Restò tutto il giorno a pensare accarezzando le conchiglie che, appoggiate all’orecchio, sembrava cantassero musiche meravigliose.

Da quel giorno e per molti giorni ogni mattina che si recava sul suo scoglio, Rinaldo trovava sulla sabbia un altro cuore fatto ora con delle conchiglie ora con sassi levigati ora con piccoli rametti di corallo. Non riusciva a venire a capo del mistero, cercava di chiedere ma senza precisare dettagli e aspettava che qualcosa di nuovo accadesse.

Infatti, una mattina accadde che non trovasse alcun cuore disegnato sulla sabbia. Restò molto deluso, cercò ancora a lungo, ma nulla. Si sedette allora e, dopo qualche attimo, nel silenzio gli sembrò di sentire intorno al suo scoglio qualcuno o qualcosa che nuotava dolcemente nell’acqua lenta del mare e poi una voce melodiosa che sembrava cantasse proprio le sue canzoni e sussurrasse le sue poesie.

“Chi sei? Che cosa canti?” chiese stupito.

“Vieni a nuotare con me e lo saprai” rispose la voce.

Rinaldo era un ottimo nuotatore e ancora incantato e frastornato da quella voce bellissima, non ci pensò neanche un attimo: si spogliò e si buttò in acqua.

Fu subito avvolto da un’onda calda, protese le mani e toccò altre mani che dovevano essere quella di una donna e poi ancora al tatto colse la bellezza del suo viso, la seta dei suoi capelli, sfiorò i suoi fianchi morbidi e riconobbe il corpo immortale di una sirena. La immaginò lucente tra le onde dalla cresta bianca, il corpo immortale odoroso del profumo del mare, la coda di madreperla, smeraldo e lapislazzuli, il sorriso felice sulle labbra rosate e i capelli come alghe dorate.

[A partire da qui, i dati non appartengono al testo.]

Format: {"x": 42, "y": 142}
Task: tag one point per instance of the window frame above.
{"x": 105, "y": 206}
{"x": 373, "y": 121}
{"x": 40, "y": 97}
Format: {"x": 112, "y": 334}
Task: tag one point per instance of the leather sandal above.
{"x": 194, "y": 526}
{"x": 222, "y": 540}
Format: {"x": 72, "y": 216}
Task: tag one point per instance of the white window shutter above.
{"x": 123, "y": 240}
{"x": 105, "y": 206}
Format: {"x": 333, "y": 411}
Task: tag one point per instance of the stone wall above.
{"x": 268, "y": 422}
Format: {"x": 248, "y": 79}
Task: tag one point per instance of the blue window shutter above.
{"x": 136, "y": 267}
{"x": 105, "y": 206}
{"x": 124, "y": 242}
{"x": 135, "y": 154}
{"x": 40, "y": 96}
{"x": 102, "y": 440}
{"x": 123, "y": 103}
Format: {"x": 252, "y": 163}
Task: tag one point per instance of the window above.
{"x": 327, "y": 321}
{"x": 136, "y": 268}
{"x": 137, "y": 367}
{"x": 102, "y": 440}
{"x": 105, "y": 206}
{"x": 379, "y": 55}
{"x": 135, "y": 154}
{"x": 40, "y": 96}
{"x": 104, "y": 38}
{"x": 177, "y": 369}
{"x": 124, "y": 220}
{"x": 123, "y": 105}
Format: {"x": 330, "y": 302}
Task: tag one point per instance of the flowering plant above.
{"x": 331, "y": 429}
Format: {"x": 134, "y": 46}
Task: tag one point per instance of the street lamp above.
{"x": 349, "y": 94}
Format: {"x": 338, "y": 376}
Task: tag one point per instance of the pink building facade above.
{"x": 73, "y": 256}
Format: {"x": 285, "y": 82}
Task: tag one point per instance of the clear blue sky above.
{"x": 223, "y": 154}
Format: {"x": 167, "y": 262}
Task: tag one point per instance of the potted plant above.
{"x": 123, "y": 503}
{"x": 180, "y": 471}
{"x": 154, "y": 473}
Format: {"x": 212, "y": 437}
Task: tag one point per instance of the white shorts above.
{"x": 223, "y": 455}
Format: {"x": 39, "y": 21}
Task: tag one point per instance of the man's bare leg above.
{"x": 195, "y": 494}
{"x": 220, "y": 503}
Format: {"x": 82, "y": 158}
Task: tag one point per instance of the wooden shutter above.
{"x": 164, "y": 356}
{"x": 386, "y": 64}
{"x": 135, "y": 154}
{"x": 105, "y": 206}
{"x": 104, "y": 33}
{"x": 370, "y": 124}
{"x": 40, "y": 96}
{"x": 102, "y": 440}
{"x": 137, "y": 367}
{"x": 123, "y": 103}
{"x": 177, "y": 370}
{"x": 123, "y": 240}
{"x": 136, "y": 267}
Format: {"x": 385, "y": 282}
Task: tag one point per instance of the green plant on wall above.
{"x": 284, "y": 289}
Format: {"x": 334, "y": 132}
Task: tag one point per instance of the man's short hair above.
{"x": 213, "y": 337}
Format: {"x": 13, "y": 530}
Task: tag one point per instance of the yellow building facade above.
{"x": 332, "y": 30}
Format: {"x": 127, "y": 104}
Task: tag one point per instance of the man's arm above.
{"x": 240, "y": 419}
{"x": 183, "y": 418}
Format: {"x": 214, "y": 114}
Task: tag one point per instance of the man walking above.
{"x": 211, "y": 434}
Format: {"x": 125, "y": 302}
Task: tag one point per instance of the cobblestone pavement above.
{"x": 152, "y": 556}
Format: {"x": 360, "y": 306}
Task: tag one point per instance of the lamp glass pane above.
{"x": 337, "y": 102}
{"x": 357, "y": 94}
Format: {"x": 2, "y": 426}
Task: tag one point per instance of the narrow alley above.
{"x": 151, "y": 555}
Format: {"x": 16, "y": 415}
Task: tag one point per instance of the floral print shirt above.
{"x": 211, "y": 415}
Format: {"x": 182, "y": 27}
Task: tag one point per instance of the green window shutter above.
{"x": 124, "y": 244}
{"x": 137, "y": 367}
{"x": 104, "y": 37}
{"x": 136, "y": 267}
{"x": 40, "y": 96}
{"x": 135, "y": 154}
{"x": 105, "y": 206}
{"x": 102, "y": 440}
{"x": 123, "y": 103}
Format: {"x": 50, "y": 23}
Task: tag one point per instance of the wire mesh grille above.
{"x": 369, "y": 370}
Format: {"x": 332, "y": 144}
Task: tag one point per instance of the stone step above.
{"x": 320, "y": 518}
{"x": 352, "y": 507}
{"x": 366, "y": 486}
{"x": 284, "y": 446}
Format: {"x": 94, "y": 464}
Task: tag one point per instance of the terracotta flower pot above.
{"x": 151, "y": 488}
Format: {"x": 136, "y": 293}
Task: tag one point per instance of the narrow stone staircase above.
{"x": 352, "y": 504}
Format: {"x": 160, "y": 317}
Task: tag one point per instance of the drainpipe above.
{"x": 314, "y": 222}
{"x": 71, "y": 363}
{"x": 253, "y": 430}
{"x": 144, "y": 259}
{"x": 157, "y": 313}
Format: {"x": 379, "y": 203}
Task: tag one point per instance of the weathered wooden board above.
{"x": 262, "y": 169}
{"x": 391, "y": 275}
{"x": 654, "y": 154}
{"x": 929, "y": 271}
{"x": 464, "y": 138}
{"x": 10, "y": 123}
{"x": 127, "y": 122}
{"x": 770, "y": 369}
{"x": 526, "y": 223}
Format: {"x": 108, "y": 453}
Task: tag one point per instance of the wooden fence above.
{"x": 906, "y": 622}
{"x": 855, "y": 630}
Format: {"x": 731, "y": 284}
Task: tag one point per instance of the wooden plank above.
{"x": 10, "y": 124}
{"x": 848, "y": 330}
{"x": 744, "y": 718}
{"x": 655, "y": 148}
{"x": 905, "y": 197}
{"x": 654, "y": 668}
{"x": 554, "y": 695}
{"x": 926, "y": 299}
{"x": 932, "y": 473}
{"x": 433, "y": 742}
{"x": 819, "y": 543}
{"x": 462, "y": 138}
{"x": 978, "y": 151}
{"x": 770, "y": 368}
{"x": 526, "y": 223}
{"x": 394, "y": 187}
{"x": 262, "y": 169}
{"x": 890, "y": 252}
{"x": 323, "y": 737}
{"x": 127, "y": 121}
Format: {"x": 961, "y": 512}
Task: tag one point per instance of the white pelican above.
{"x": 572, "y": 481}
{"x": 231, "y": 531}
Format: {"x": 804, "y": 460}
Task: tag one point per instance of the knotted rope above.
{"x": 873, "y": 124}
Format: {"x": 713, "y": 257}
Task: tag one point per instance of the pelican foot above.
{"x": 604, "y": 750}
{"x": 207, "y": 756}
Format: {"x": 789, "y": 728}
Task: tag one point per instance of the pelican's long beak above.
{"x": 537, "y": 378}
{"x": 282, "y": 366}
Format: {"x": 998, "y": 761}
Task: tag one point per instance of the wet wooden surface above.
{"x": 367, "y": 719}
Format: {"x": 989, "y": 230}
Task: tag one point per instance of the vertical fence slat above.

Aglae, così disse di chiamarsi la sirena, gli descrisse le grotte in fondo al mare, le foreste di coralli, l’antro di Poseidone illuminato da pesci e piante fosforescenti e ornato da mille fiori d’acqua e gli raccontò storie ascoltate nelle terre lontane abbracciate dal Mediterraneo.

“Vieni con me” gli sussurrò Aglae “ho ascoltato le tue poesie e canzoni. Vieni con me”

Non servirono altre parole: abbracciato a lei, Rinaldo nuotò verso un mare lontano, verso acque sconosciute e pure.

Da quel giorno, in quella città, non ci fu più Rinaldo il cantalanotte.

Ogni tanto però, nei mattini rosati, si sente un vento leggero che scivola sull’acqua calma e che sembra cantare le sue canzoni d’amore.